What does ‘friendship’ mean?

It’s a voluntary connection, a bond between two or more people that transcends race, religion, gender, or political persuasion. It’s a relationship, where we know we can count on someone to be there for us—no matter what. It’s unconditional love. Friendship is trusting someone enough to reveal a side of ourselves that we often keep secret. Friendship is knowing that someone we trust, will deliver on their promise. It’s the offering of whatever we have to give, to make our friend’s road just a little easier e.g., an ear to listen, a shoulder to cry on, a sofa to crash on, money if needed, our heart, or simply our attention. And like all gifts, if we don’t take care of it, it will be taken away.

How do we acquire friends?

My mentor, Louise Robertson, told me years ago that if I wanted to have friends, I had to be a friend. During the early years of my life, I made bad choices and had little regard for the possessions of others. Without exception, that included other women’s husbands and boyfriends. One day Louise sat me down and said, “Francine, honey, as long as you find it necessary to sleep with other women’s husbands, you won’t have any girlfriends.” What a novel concept. Yet, the truth is, at that time in my life I didn’t think I needed women and I didn’t even like them.
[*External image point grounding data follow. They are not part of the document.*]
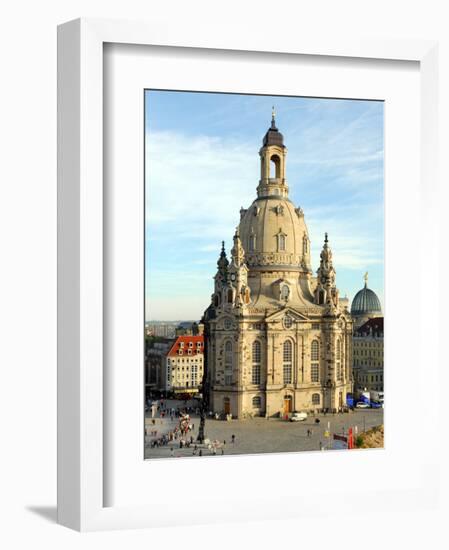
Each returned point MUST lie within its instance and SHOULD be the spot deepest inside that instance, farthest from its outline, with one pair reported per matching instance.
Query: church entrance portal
(287, 404)
(227, 405)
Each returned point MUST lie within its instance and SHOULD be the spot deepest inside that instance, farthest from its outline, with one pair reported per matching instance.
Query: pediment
(279, 315)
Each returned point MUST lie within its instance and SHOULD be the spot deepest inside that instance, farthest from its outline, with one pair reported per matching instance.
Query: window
(228, 353)
(288, 321)
(252, 243)
(281, 242)
(230, 296)
(285, 292)
(315, 350)
(257, 402)
(256, 359)
(338, 364)
(287, 362)
(315, 357)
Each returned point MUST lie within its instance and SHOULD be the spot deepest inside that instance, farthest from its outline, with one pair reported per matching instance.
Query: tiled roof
(185, 343)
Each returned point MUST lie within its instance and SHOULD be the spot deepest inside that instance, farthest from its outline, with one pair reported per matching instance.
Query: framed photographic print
(234, 224)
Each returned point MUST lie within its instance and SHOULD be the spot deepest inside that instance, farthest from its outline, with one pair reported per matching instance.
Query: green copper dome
(365, 301)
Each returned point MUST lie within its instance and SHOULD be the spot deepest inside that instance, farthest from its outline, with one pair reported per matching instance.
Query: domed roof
(365, 301)
(273, 233)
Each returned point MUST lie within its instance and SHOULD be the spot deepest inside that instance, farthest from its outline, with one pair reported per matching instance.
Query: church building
(278, 338)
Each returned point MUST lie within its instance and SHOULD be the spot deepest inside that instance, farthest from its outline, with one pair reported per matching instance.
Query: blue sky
(202, 165)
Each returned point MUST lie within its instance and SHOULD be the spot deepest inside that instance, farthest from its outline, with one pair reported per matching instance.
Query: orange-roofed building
(184, 365)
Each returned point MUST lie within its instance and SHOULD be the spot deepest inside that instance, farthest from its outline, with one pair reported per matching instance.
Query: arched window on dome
(281, 242)
(304, 245)
(285, 292)
(252, 243)
(275, 167)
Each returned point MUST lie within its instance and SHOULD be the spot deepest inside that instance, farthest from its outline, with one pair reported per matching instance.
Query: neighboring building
(365, 306)
(189, 328)
(184, 365)
(155, 362)
(277, 338)
(162, 330)
(368, 346)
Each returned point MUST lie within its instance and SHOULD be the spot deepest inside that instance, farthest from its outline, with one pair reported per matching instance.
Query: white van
(298, 417)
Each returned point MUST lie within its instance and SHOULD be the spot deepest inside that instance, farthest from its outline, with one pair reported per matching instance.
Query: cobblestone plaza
(259, 435)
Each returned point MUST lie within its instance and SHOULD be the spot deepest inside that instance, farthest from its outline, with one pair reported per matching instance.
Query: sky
(202, 166)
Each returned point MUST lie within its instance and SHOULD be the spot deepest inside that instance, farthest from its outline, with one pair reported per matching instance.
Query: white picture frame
(82, 491)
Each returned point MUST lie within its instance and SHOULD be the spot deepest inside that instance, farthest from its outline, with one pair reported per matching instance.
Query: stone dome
(366, 303)
(273, 233)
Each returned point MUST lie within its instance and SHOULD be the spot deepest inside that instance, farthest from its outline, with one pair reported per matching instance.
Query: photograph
(264, 274)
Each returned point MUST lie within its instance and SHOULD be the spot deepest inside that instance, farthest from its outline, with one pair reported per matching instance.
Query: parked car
(298, 417)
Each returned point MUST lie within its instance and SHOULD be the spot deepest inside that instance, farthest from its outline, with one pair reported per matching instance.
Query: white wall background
(28, 266)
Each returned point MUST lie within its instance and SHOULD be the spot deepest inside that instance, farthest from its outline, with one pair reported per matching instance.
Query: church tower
(278, 339)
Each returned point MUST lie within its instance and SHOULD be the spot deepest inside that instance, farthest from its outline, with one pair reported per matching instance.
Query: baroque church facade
(277, 338)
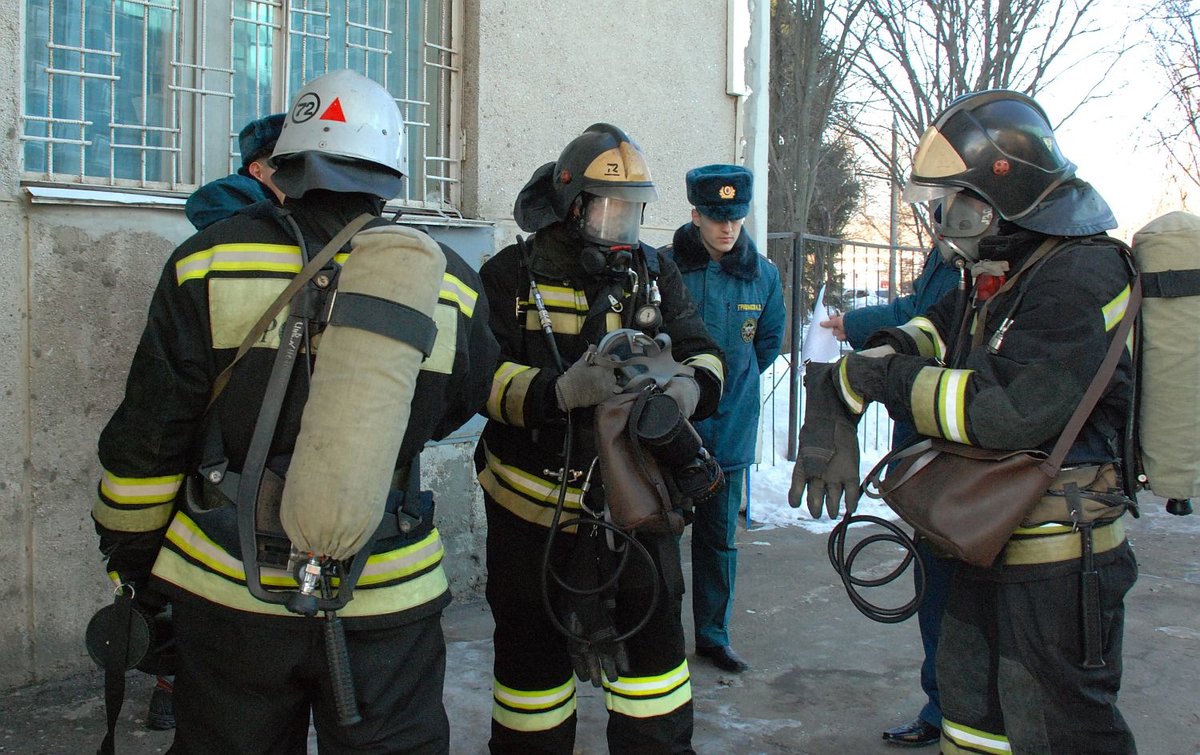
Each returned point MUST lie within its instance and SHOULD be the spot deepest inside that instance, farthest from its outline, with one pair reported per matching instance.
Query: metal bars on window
(151, 94)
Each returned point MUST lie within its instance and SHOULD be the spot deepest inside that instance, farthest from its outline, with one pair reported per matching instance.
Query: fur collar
(690, 253)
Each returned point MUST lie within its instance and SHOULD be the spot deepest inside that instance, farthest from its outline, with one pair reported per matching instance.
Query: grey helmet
(343, 132)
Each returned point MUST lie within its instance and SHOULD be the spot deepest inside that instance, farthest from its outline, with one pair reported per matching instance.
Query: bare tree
(1173, 29)
(925, 53)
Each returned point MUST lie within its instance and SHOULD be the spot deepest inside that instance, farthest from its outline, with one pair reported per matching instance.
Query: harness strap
(1090, 586)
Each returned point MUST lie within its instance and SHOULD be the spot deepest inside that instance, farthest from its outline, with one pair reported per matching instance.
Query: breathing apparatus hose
(844, 563)
(557, 525)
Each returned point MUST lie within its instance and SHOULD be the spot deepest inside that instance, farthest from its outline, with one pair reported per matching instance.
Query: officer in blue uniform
(738, 293)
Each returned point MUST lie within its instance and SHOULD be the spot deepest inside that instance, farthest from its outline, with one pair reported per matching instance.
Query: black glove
(827, 462)
(594, 655)
(585, 383)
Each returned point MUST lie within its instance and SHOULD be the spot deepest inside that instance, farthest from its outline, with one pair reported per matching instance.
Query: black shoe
(161, 715)
(913, 733)
(724, 658)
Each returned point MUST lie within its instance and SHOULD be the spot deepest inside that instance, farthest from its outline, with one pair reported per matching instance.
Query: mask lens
(965, 216)
(612, 221)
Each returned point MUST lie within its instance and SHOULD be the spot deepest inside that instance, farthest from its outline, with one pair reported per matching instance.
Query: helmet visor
(612, 221)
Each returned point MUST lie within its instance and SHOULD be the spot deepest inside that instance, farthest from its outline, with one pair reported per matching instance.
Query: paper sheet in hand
(820, 343)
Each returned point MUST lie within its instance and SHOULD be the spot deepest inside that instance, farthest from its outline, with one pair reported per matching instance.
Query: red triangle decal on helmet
(334, 112)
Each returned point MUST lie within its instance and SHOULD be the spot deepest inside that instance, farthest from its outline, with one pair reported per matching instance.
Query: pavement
(825, 678)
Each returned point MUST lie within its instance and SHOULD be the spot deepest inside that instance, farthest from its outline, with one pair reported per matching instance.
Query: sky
(1109, 138)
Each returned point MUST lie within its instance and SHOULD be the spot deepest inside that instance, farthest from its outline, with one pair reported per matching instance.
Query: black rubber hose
(337, 655)
(844, 563)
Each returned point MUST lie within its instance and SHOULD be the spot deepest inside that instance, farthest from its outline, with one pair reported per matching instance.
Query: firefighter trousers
(246, 684)
(1011, 660)
(534, 703)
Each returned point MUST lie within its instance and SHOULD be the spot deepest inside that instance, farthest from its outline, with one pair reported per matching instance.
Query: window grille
(151, 94)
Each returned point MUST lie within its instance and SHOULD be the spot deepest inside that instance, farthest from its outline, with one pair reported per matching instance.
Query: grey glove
(585, 383)
(685, 390)
(827, 462)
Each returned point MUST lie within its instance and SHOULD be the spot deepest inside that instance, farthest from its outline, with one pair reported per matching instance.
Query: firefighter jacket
(214, 287)
(1013, 373)
(936, 280)
(742, 301)
(520, 456)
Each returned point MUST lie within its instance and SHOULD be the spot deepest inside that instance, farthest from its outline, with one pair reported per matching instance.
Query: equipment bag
(1168, 435)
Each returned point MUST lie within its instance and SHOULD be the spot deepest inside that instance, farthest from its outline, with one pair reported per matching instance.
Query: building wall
(78, 277)
(541, 71)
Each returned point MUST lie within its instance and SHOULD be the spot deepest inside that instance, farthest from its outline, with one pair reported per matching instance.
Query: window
(150, 94)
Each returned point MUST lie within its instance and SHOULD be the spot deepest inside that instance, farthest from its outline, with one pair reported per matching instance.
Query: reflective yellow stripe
(708, 361)
(849, 395)
(963, 739)
(652, 695)
(563, 298)
(139, 491)
(1114, 311)
(534, 499)
(143, 519)
(533, 709)
(953, 402)
(221, 577)
(239, 257)
(929, 342)
(1045, 546)
(939, 402)
(459, 293)
(923, 397)
(563, 323)
(510, 385)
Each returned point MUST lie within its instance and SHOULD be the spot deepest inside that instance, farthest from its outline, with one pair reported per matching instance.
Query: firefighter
(1007, 372)
(251, 673)
(587, 271)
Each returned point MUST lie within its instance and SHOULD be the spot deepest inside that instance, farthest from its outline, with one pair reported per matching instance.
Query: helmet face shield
(611, 221)
(996, 143)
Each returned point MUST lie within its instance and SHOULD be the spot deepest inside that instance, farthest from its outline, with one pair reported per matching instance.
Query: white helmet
(349, 118)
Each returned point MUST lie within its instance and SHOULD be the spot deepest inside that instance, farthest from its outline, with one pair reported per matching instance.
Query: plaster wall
(538, 72)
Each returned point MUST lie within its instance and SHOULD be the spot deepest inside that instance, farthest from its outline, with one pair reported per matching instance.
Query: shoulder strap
(286, 295)
(1044, 250)
(1098, 383)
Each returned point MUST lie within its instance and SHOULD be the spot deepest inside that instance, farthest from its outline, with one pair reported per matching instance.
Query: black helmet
(601, 161)
(997, 144)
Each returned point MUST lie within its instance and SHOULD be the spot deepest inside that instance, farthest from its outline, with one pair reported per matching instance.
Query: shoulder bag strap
(1098, 383)
(286, 295)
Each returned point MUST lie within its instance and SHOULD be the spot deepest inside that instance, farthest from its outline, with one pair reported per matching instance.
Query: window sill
(94, 197)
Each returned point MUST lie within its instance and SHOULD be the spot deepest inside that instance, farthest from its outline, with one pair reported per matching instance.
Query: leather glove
(827, 463)
(594, 655)
(685, 390)
(585, 383)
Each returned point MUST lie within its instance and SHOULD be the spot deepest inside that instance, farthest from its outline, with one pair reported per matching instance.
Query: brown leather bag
(635, 489)
(967, 501)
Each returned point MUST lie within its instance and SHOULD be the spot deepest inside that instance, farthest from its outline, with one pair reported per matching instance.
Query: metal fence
(864, 274)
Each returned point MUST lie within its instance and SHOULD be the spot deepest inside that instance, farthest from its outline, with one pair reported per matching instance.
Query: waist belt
(1055, 543)
(408, 513)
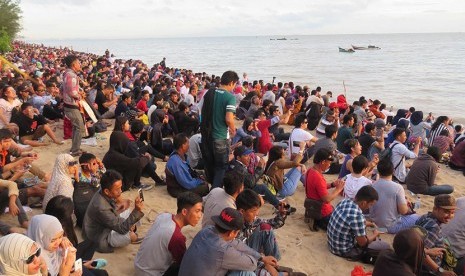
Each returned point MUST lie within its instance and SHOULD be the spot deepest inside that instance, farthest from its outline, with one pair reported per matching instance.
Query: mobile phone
(141, 194)
(78, 264)
(382, 230)
(379, 132)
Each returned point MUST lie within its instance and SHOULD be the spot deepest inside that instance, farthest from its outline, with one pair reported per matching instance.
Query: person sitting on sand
(316, 187)
(391, 211)
(355, 180)
(422, 174)
(64, 172)
(87, 184)
(347, 235)
(457, 161)
(33, 127)
(220, 198)
(14, 164)
(443, 211)
(215, 249)
(240, 163)
(20, 255)
(180, 177)
(163, 248)
(9, 198)
(103, 224)
(400, 152)
(59, 253)
(345, 132)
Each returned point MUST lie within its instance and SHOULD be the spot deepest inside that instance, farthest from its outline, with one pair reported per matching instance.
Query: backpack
(386, 154)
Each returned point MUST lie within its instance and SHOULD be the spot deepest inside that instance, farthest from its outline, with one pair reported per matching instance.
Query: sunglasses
(30, 259)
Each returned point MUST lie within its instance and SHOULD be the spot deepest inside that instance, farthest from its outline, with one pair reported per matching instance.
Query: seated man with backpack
(397, 152)
(180, 177)
(347, 236)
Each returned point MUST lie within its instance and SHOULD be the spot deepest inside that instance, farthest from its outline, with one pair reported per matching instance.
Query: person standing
(217, 127)
(71, 96)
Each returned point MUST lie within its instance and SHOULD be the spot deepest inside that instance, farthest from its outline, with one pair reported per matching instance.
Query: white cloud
(184, 18)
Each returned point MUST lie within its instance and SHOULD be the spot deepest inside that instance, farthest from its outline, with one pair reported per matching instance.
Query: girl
(284, 184)
(61, 182)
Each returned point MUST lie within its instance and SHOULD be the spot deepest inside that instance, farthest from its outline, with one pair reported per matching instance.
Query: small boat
(348, 50)
(359, 47)
(370, 47)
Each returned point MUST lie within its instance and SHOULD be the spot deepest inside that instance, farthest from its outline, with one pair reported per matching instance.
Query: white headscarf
(14, 248)
(42, 229)
(60, 182)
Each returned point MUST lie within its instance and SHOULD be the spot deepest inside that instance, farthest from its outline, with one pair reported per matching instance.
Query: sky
(117, 19)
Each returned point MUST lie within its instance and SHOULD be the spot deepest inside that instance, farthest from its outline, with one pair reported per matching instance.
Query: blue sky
(67, 19)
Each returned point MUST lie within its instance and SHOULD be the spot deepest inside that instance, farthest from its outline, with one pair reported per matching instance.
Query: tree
(10, 17)
(5, 42)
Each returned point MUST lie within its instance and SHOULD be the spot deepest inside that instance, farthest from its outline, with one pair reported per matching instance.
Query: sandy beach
(301, 249)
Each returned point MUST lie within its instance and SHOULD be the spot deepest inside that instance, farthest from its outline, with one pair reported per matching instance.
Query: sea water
(426, 71)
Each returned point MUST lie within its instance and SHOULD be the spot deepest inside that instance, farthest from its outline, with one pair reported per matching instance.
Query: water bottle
(417, 203)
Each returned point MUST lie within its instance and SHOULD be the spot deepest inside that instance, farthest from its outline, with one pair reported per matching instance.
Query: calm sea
(426, 71)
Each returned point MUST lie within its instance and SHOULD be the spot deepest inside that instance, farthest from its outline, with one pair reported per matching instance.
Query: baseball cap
(229, 219)
(379, 123)
(242, 150)
(445, 202)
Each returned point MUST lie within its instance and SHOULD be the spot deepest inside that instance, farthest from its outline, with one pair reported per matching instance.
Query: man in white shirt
(163, 248)
(391, 210)
(400, 152)
(269, 94)
(299, 134)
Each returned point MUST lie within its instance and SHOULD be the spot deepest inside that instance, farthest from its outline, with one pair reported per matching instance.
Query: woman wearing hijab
(58, 252)
(21, 256)
(406, 258)
(401, 113)
(61, 182)
(116, 159)
(418, 126)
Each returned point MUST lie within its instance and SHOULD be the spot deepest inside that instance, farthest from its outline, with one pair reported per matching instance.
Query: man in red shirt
(316, 187)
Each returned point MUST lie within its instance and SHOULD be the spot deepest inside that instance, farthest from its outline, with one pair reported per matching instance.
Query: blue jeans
(267, 194)
(405, 222)
(439, 189)
(292, 178)
(263, 240)
(221, 159)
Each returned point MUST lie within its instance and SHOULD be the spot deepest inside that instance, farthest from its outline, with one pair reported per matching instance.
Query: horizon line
(22, 38)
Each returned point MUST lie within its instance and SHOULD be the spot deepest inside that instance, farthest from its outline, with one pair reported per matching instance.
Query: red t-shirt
(316, 188)
(264, 142)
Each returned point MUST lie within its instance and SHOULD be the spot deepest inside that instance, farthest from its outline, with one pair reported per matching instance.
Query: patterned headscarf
(14, 248)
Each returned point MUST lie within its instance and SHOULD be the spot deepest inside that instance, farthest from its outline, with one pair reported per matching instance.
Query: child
(142, 104)
(356, 180)
(87, 185)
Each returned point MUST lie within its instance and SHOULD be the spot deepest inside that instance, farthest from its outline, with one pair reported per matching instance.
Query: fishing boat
(370, 47)
(348, 50)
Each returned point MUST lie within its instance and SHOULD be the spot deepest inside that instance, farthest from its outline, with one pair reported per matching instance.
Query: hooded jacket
(422, 174)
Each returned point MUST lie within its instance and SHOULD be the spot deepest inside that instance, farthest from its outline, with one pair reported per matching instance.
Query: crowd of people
(220, 174)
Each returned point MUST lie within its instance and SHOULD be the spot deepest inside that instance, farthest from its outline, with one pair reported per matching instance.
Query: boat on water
(370, 47)
(348, 50)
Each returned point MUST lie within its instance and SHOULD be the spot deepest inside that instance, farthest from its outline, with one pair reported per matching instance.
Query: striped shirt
(346, 223)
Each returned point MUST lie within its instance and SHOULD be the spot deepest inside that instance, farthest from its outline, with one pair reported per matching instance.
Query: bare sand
(301, 249)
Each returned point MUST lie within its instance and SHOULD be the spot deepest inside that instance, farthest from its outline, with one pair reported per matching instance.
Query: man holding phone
(102, 224)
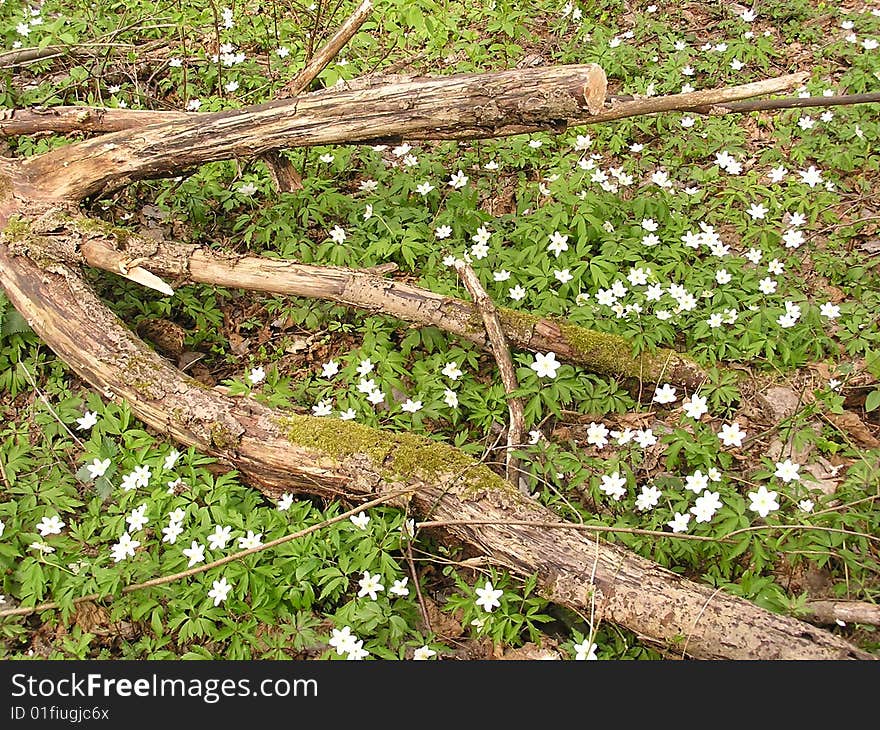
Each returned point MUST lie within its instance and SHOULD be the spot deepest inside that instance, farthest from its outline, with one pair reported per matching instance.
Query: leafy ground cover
(745, 240)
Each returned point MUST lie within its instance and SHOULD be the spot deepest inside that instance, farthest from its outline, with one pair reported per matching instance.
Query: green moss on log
(396, 457)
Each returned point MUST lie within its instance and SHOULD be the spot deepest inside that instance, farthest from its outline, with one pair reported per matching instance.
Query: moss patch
(601, 351)
(399, 457)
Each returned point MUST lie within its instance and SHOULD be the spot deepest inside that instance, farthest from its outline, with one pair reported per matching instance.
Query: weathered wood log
(453, 107)
(852, 612)
(278, 452)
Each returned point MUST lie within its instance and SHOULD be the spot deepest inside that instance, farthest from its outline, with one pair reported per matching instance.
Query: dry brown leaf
(851, 424)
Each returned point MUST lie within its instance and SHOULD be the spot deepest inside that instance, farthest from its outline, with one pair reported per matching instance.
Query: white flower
(450, 398)
(731, 434)
(806, 122)
(706, 506)
(757, 212)
(793, 238)
(558, 243)
(342, 640)
(775, 267)
(458, 180)
(398, 588)
(218, 539)
(763, 502)
(361, 520)
(252, 540)
(613, 485)
(97, 468)
(585, 651)
(487, 597)
(285, 502)
(50, 526)
(638, 276)
(582, 142)
(777, 173)
(370, 585)
(695, 406)
(195, 552)
(479, 251)
(89, 419)
(597, 434)
(648, 498)
(545, 365)
(219, 590)
(356, 651)
(787, 471)
(137, 519)
(696, 482)
(124, 548)
(376, 397)
(664, 394)
(423, 653)
(338, 235)
(679, 522)
(563, 276)
(322, 408)
(451, 371)
(645, 437)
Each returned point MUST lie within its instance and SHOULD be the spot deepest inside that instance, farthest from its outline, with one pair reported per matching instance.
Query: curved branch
(277, 451)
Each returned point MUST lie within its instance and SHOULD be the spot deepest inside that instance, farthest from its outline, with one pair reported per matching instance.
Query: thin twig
(501, 351)
(25, 611)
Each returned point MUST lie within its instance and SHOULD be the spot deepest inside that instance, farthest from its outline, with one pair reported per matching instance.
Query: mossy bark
(601, 352)
(280, 452)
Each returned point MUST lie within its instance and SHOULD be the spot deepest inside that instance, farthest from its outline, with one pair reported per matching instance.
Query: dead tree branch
(601, 352)
(500, 350)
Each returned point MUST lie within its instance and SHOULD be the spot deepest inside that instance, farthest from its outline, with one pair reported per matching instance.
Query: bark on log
(277, 452)
(601, 352)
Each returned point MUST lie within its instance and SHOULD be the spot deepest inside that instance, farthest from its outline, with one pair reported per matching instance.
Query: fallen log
(278, 451)
(601, 352)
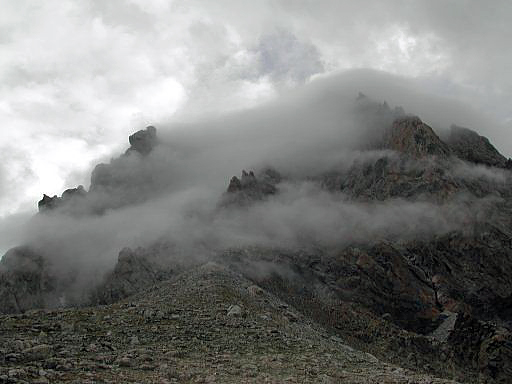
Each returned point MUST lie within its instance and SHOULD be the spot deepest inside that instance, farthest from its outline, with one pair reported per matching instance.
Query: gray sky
(77, 77)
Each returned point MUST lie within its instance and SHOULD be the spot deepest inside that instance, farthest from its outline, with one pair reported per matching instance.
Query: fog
(174, 193)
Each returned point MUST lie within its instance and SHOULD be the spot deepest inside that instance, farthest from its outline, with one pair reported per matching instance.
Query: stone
(234, 310)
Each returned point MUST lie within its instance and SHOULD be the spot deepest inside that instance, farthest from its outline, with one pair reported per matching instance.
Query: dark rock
(135, 271)
(48, 203)
(410, 136)
(470, 146)
(250, 188)
(143, 141)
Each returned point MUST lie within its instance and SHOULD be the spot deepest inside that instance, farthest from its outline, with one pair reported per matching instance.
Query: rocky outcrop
(135, 271)
(410, 136)
(250, 188)
(69, 197)
(470, 146)
(143, 141)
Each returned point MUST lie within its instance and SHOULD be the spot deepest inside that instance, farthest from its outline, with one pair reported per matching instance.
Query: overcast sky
(77, 77)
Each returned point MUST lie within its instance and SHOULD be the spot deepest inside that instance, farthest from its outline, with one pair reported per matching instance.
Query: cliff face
(452, 291)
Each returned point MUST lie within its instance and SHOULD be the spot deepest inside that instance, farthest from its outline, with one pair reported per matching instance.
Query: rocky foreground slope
(208, 325)
(434, 300)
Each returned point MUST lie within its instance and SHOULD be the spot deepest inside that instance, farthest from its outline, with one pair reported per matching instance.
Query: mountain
(402, 250)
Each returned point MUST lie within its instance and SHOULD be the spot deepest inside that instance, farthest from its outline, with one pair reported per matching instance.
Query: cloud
(173, 194)
(83, 75)
(284, 57)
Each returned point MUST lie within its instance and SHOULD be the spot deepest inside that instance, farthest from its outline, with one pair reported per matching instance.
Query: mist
(173, 194)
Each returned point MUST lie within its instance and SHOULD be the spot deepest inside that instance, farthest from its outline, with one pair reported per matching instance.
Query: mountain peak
(411, 136)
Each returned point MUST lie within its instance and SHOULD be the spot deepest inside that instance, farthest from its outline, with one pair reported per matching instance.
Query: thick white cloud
(77, 77)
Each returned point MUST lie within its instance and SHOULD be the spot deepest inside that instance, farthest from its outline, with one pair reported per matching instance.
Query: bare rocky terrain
(207, 325)
(430, 303)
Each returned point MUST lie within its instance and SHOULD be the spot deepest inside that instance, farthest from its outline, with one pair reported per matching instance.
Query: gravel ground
(208, 325)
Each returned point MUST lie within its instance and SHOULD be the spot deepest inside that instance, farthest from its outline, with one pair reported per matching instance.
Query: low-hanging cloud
(173, 193)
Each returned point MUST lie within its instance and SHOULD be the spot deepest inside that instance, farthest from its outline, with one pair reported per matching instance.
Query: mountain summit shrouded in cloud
(198, 191)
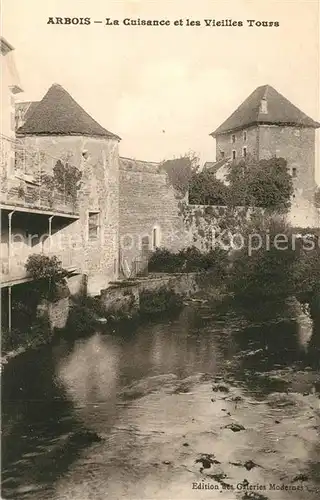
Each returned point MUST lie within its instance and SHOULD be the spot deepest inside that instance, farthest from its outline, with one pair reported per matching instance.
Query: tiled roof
(24, 110)
(59, 114)
(278, 111)
(212, 167)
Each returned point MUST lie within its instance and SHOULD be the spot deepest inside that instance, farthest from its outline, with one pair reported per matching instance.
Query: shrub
(40, 266)
(83, 315)
(189, 260)
(162, 300)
I’ve grown up quite a bit. Today I know the value and ultimate utility of having girlfriends that I love and respect, and that love and respect me.

Where do we find friends?

Everywhere we are there is a potential for finding friends. In the hallway in our apartment building, at work, on the elevator, the gym, the opera, in church, at a community meeting, at the PTA—wherever we are, they are. When we show up, there are innumerable opportunities to make friends.

What gets in the way of friendship?

Hurt feelings, egos, family, other friends, work, other commitments, distance and changing values and goals. And some relationships, “seemingly” through nobody’s fault, just fade away. However, I believe that no relationship just dies. Like anything else, where we place our attention is what gets fed, and thus grows. If a relationship reaches its expiration, it’s usually due to lack of attention.

During this month, I invite you to identify two people who are currently out of your life, but who were at one time important. What happened? Use this time to reflect on times past when there was love between you. Even though much time may have passed, if appropriate, I invite you to make a call, send an e-mail, or write a note saying, “Hi, it has been a long time. I’m just thinking about you.”